Investitionen in Infrastruktur und Abkehr von Tiefsteuerpolitik
Damit sich eine weitere Zuwanderung nicht immer dramatischer auf die Lebensqualität in der Schweiz auswirkt, muss die Politik heute die Voraussetzungen für die 9-Millionen-Schweiz von morgen schaffen. Dazu sind Massnahmen im Infrastrukturbereich (Strassen, öffentlicher Verkehr, Schulen, Gesundheitswesen, Betreuung von Kindern und älteren Menschen etc.) und Wohnungsbereich (genügend und bezahlbarer Wohnraum) nötig. Die Investitionskosten dafür bewegen sich im Umfang von mehreren Dutzend Milliarden Franken und werden auch zu steigenden laufenden Kosten der öffentlichen Hand führen. Travail.Suisse fordert deshalb eine Abkehr von der bisherigen Tiefsteuerpolitik.
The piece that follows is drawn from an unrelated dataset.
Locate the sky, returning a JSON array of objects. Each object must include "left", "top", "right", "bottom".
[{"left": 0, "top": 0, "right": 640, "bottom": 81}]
Steuersenkungen stehen im Widerspruch zur Weiterführung der bilateralen Verträge und gefährden den Wohlstand in der Schweiz.
Früchte des Wachstums sollen allen zugute kommen
Es ist zu erwarten, dass die Stimmbevölkerung über die Erweiterung des Freizügigkeitsabkommens auf Kroatien entscheiden wird. Ohne einen Übergang zu einer Politik, die die Früchte des Wachstums einer breiteren Bevölkerungsschicht zukommen lässt als bisher und die die drängendsten Probleme des Bevölkerungswachstums wirksam anpackt, ist kaum mit der Zustimmung der Arbeitnehmenden zur Erweiterung der Personenfreizügigkeit auf Kroatien zu rechnen. Bei der aktuellen Stimmungslage der Stimmbevölkerung ist der Ausgang dieses Urnenganges deshalb mehr als unsicher. Bei einer Ablehnung der Ausdehnung der Personefreizügigkeit auf Kroatien besteht die Gefahr, dass durch die sogenannte «Guillotine-Klausel» die Bilateralen I wegfallen. Dies wiederum hätte gravierende Auswirkungen auf die Wirtschaft und den Arbeitsmarkt und würde auch den Wohlstand und die Lebensqualität in der Schweiz gefährden, notabene zwei wichtige Trümpfe der Schweiz im internationalen Standortwettbewerb. Damit die Schweiz im internationalen Standortwettbewerb nachhaltig gestärkt werden kann, braucht es zur Vertrauensbildung starke innenpolitische Lösungen.